Exactly, if this is truly 67xx, I don't think they can or will simply yank NI core out and replace it with Evergreen shader core.
I can't reconcile this sentence...
The shader core per se is relatively easy, isn't it?
... with this sentence. I'm not sure what you're saying here.
Otherwise they might as well produce something like Cedar-like NI in 40nm to save some R&D.
RV740 has ALU level (burst fetch) and ROP-level (doubling of ROPs per MC) advances beyond any of the prior R7xx GPUs.
One thing I'm musing over is the peculiar dual-tessellator architecture of Evergreen. There's the old-style tessellator for compatibility with R600's tessellator, which is limited to a tessellation factor of 16 and then there's the new "more programmable" (which I can't see, frankly) tessellator that handles higher tessellation factors/D3D11.
My suspicion is that the D3D11-tessellator is a short-term kludge to get past the "missing" rasteriser/ALU architecture in Evergreen. Because stuff was cut, AMD had to retreat to an adjunct. What I'm wondering is if tessellation is meant to be kernel based, not fixed-function.
My problem with TS is that a lot of it is simply interpolation. A feature of Evergreen is that the interpolation for vertex attributes (Shader Pipe Interpolators) was deleted and became an ALU instruction. Why isn't TS using the same interpolation instruction?
If TS becomes a kernel (see the Export Shader kernel for an example of a "hidden" kernel in ATI) then this has ramifications on throughput - i.e. vastly higher than the current D3D11 TS, necessitating, in my view, an overhauled rasteriser and overhauled sequencer/SIMDs/ALUs.

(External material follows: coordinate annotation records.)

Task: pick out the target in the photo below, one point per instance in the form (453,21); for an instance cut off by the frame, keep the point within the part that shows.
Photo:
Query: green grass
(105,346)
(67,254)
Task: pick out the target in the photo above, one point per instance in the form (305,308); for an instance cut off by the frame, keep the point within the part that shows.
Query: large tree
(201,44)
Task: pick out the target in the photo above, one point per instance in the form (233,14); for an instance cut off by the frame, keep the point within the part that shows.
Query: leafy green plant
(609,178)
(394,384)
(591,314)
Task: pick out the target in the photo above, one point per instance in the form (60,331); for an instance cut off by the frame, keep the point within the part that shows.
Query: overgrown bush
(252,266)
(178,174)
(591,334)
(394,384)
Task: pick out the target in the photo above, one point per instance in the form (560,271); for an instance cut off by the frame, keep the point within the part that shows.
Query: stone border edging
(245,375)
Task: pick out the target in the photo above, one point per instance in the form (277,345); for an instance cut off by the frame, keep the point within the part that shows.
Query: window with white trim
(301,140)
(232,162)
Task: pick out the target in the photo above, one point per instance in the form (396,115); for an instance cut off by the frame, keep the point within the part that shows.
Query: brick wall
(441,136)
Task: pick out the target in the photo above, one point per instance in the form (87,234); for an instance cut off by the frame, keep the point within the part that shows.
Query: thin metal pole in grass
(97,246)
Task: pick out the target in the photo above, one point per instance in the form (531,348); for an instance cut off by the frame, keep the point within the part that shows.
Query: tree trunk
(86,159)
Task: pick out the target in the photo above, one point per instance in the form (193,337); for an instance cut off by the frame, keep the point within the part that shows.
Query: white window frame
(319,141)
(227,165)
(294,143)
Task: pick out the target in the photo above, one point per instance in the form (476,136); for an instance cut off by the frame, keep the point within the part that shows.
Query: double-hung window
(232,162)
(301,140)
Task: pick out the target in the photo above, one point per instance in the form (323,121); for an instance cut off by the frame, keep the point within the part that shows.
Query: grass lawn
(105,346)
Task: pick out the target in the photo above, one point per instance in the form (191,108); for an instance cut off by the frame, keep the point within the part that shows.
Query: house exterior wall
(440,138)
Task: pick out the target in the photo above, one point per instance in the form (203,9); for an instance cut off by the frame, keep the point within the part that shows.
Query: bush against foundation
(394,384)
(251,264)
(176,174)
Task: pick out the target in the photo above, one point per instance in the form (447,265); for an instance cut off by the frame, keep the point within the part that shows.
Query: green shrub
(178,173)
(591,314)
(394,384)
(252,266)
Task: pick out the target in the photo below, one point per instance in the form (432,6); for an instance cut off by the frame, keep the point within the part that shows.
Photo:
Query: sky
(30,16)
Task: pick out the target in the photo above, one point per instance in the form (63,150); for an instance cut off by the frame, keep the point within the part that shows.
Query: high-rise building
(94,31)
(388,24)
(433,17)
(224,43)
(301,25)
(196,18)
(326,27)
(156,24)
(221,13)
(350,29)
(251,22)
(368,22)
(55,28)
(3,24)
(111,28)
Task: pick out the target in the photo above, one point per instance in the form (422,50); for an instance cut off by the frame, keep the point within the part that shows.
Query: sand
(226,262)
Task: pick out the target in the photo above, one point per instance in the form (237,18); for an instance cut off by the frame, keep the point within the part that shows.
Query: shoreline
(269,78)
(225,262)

Though I admit I haven't worked out what a TS kernel would look like - seems pretty fiddly.
Quite unlikely, Fermi-like cache doesn't really translate to real world performance,
How do you conclude that?
neither is Cypress cache-bound
How do you conclude that?
and GPGPU is not SI's forte anyway.
How do you conclude that?
Fact is, GPGPU is a major focus of D3D now, so one way or another ATI needs to catch up.
Like I said above, improving GPGPU-related performance will be highly unlikely on SI GPUs which is either a stop-over or the next 67x0, ie. 57x0 even removed DP capability.
I don't think it's wishful thinking to imagine that 1 year+ later than Evergreen, progress on all fronts would be made.
Clearly the disappearance of 32nm is potentially a big knock, perhaps causing feature loss as seen in Cypress. And I agree, we don't know if the next chip is just a minor refresh-style increment.
Anyway, you asked for suggestions on spending upto 20% extra die space - there it is. And 20% really isn't very much.
On the other hand, SI/NI might share some miracle-worker (MC/ROP) from Llano to drastically reduce or at least mitigate bandwidth requirement.
You mean like a Fermi-style cache hierarchy?
Otherwise even GDDR5+ won't do it on NI, and SI won't even have faster memory parts. At least 20% increase in real-life performance, which should be the minimal expectation 6-month from now, can't just come out of nowhere.
32nm's disappearance spoils most guesstimations here
Jawed